The members did not represent the bulk of the inhabitants of the places for which they sat. At the same time the industrial areas were almost disfran­chised as compared with the rural areas and small but old market towns dominated by local gentry. And, sec­ond, the class of 40 shilling freeholders in whom the county franchise was vested had been almost swept out of existence by the enclosures. The class of yeo­men disappeared, the electors were mainly the land­owners.

The Reform Bill had really two sides. One regu­larized the franchise, giving the vote to tenant farm­ers in the counties (and thereby increasing the influ­ence of the landowners in these constituencies) and to the town middle class. In a number of boroughs the right to vote was actually taken from a large number of people who previously exercised it. About this side of the Bill the working class was naturally unenthusi-astic, but it was carefully kept in the background while a furious campaign was worked up against the rotten boroughs.

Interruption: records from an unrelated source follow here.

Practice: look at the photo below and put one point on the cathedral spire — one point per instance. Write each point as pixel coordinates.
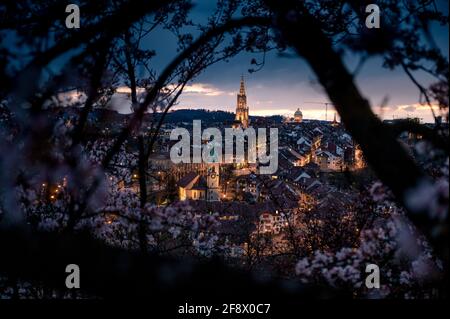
(242, 88)
(241, 107)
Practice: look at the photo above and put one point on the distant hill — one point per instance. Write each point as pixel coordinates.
(183, 115)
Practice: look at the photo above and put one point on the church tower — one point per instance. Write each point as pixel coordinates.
(241, 107)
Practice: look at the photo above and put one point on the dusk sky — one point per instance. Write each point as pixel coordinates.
(286, 83)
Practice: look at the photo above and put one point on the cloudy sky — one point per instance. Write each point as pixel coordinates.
(285, 84)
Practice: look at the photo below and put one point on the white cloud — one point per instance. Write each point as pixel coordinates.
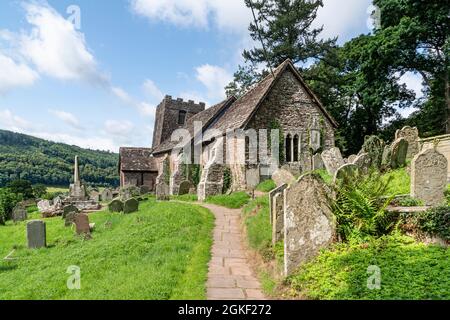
(14, 74)
(215, 79)
(152, 90)
(10, 121)
(56, 48)
(227, 15)
(144, 108)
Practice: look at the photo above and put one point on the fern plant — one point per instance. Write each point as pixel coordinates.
(360, 207)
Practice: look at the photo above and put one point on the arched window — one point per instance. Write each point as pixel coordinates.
(288, 146)
(296, 139)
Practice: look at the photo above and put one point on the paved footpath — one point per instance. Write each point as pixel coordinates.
(230, 276)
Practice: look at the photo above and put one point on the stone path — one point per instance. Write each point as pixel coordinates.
(230, 276)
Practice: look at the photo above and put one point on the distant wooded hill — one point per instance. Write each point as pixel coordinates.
(50, 163)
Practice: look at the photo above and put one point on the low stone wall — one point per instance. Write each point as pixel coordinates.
(443, 147)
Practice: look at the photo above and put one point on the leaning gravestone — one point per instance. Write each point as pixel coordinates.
(332, 159)
(318, 162)
(363, 162)
(272, 195)
(345, 173)
(82, 224)
(185, 188)
(399, 149)
(36, 234)
(412, 136)
(281, 177)
(162, 191)
(130, 206)
(115, 206)
(19, 213)
(429, 177)
(309, 222)
(107, 195)
(278, 218)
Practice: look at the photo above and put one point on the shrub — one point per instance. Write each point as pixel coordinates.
(266, 186)
(233, 201)
(360, 208)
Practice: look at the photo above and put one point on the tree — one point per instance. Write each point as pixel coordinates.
(21, 187)
(418, 40)
(286, 29)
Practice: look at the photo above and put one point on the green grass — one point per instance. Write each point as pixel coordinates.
(185, 198)
(266, 186)
(160, 252)
(233, 201)
(400, 182)
(409, 270)
(256, 216)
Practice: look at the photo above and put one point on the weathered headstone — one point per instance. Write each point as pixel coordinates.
(185, 188)
(318, 162)
(345, 173)
(107, 195)
(332, 159)
(399, 149)
(36, 234)
(278, 218)
(282, 176)
(412, 136)
(115, 206)
(373, 146)
(19, 213)
(70, 219)
(363, 162)
(162, 191)
(130, 206)
(429, 177)
(309, 222)
(82, 224)
(252, 178)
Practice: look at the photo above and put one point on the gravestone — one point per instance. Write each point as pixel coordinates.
(143, 190)
(309, 222)
(345, 173)
(399, 149)
(332, 159)
(253, 178)
(429, 177)
(107, 195)
(70, 219)
(374, 147)
(115, 206)
(82, 224)
(185, 188)
(282, 176)
(363, 162)
(36, 234)
(318, 162)
(19, 213)
(278, 218)
(272, 194)
(130, 206)
(162, 191)
(68, 209)
(411, 135)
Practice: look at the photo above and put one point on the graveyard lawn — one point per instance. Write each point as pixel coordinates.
(159, 253)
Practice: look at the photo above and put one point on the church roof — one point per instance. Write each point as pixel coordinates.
(137, 159)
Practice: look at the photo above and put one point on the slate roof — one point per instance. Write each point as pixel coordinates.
(205, 117)
(137, 159)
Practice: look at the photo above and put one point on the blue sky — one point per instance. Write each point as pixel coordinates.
(95, 81)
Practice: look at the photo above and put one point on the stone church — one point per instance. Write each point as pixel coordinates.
(282, 98)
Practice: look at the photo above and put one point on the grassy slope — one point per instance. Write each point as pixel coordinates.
(233, 201)
(161, 252)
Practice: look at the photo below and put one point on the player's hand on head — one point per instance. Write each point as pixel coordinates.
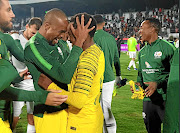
(44, 81)
(152, 86)
(53, 99)
(82, 31)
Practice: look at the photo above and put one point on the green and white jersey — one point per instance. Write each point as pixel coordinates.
(43, 58)
(8, 73)
(132, 42)
(171, 119)
(108, 45)
(154, 64)
(63, 49)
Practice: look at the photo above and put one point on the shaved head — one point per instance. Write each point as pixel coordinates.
(54, 25)
(54, 15)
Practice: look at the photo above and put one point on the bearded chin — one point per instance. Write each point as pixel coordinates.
(5, 27)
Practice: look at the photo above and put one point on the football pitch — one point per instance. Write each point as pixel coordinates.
(127, 112)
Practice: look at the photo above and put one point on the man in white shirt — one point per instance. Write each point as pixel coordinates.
(31, 28)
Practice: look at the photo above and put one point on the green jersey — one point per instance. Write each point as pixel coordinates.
(108, 45)
(171, 119)
(132, 44)
(7, 74)
(154, 64)
(13, 46)
(40, 57)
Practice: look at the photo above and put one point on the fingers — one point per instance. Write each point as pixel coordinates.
(91, 29)
(132, 90)
(77, 21)
(89, 22)
(54, 99)
(72, 28)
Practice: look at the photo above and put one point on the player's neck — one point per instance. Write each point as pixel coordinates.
(153, 38)
(87, 43)
(25, 34)
(1, 30)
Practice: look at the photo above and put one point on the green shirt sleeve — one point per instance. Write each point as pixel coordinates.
(14, 47)
(7, 74)
(139, 77)
(43, 61)
(11, 93)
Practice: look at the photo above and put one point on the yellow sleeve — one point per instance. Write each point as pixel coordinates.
(75, 99)
(86, 69)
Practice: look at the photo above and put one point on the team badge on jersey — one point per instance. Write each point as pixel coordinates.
(157, 54)
(148, 65)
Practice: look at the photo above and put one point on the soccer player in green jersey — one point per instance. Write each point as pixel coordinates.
(153, 72)
(42, 56)
(84, 113)
(108, 44)
(8, 73)
(171, 118)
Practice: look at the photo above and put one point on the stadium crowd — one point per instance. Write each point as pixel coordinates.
(73, 88)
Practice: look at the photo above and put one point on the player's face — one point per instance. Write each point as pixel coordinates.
(6, 16)
(31, 31)
(71, 36)
(57, 30)
(145, 31)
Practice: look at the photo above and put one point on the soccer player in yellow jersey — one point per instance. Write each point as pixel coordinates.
(84, 113)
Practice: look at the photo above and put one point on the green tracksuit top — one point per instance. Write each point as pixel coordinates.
(40, 57)
(7, 74)
(63, 49)
(132, 42)
(171, 119)
(154, 65)
(108, 44)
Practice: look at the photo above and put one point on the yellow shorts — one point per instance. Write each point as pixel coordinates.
(4, 127)
(51, 122)
(77, 125)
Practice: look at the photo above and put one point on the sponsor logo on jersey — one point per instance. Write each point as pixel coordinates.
(157, 54)
(148, 65)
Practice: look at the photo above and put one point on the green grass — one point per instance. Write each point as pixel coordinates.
(127, 112)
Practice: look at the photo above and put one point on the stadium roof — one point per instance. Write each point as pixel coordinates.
(18, 2)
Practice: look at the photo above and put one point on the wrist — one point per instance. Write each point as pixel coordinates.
(79, 43)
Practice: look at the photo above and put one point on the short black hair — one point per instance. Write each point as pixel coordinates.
(35, 20)
(86, 19)
(99, 19)
(155, 23)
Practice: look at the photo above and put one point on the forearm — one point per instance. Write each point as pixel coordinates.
(15, 94)
(52, 66)
(16, 51)
(75, 99)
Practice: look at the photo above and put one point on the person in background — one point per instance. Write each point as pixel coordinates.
(31, 28)
(8, 73)
(108, 44)
(153, 72)
(84, 112)
(171, 118)
(42, 56)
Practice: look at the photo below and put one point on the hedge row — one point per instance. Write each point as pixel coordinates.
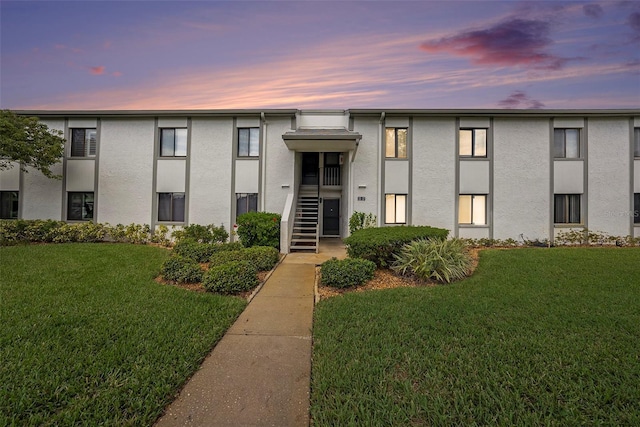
(379, 244)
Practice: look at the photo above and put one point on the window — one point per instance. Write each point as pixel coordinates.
(396, 143)
(79, 206)
(8, 204)
(472, 209)
(395, 209)
(473, 142)
(566, 143)
(248, 142)
(83, 142)
(246, 202)
(566, 209)
(171, 207)
(173, 142)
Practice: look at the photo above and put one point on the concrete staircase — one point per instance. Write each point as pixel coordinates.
(305, 227)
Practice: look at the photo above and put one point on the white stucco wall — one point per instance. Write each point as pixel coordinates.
(434, 172)
(609, 208)
(210, 177)
(365, 168)
(41, 196)
(521, 199)
(125, 174)
(279, 166)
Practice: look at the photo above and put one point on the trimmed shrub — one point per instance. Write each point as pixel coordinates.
(380, 244)
(259, 229)
(346, 273)
(202, 233)
(262, 257)
(442, 260)
(182, 270)
(231, 278)
(189, 248)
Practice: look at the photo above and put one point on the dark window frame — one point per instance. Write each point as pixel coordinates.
(9, 204)
(564, 209)
(80, 145)
(250, 150)
(474, 145)
(396, 144)
(560, 143)
(82, 211)
(171, 147)
(246, 202)
(395, 208)
(172, 212)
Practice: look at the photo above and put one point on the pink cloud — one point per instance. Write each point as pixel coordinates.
(520, 99)
(515, 42)
(97, 71)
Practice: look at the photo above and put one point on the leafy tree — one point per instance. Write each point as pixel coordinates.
(27, 141)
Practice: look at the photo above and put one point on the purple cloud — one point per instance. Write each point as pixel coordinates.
(516, 42)
(519, 99)
(593, 10)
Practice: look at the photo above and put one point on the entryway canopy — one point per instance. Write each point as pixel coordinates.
(322, 140)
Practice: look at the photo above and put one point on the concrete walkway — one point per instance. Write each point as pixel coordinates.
(259, 373)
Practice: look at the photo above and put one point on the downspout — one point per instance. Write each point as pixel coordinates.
(380, 166)
(263, 158)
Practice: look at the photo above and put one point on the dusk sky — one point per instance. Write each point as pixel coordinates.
(319, 54)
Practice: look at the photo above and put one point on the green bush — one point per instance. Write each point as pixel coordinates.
(227, 246)
(379, 244)
(442, 260)
(192, 249)
(181, 269)
(231, 278)
(346, 273)
(202, 233)
(259, 229)
(360, 220)
(262, 257)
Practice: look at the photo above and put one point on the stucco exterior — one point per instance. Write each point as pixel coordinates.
(518, 176)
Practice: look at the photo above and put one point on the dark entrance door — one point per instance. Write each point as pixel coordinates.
(310, 168)
(331, 217)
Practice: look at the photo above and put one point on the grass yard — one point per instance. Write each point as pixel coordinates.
(88, 338)
(534, 337)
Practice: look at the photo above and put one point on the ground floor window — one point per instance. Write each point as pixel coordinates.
(8, 204)
(246, 202)
(79, 206)
(395, 209)
(566, 209)
(472, 209)
(171, 207)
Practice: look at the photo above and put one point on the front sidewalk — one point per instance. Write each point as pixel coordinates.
(259, 373)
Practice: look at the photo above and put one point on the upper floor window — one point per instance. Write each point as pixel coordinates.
(83, 142)
(396, 143)
(566, 143)
(171, 207)
(472, 209)
(566, 208)
(473, 142)
(248, 142)
(395, 209)
(8, 204)
(79, 206)
(173, 142)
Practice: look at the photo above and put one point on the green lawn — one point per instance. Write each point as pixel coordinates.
(534, 337)
(88, 338)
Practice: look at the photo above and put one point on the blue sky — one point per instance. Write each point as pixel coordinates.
(319, 54)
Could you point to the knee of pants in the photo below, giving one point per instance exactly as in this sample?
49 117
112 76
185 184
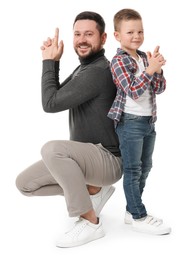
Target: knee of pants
20 184
51 149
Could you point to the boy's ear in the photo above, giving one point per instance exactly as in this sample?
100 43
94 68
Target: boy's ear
117 36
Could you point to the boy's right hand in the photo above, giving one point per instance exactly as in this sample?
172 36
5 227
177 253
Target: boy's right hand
156 61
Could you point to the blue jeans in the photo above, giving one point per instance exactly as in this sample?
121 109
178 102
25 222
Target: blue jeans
137 138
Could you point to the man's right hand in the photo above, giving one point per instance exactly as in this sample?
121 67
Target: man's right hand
52 49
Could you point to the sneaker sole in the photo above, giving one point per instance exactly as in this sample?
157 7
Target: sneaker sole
159 232
105 199
79 243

The most popular part of the Bill was that which swept away the rotten boroughs and transferred their members to the industrial towns and the counties. Fif­ty-six boroughs lost both their members and thirty more lost one. Forty-two new constituencies were cre­ated in London and other large towns and sixty-five new members were given to the counties.

Most of the workers believed that once the old system of graft and borough-mongering was swept away they could count on an immediate improvement in their conditions. Hence the enthusiasm aroused by the Reform Bill and hence their speedy and complete disillusionment afterwards.

The Bill passed into law on June 7th, 1832. It in­creased the electorate only from 220,000 to 670,000 in a population of 14,000,000, but its other consequences can hardly be exaggerated.

First, by placing political power in the hands of the industrial capitalists and their middle class follow­ers it created a mass basis for the Liberal Party which dominated politics throughout the middle of the 19th century. From this time some of the towns of the industrial North began to send Radical members to Par­liament, and a definite political group began to form to the left of the liberals, sometimes cooperating with them, but frequently taking an independent political line. There was always a group of members which sup­ported the demands of the Chartists in the House of Commons.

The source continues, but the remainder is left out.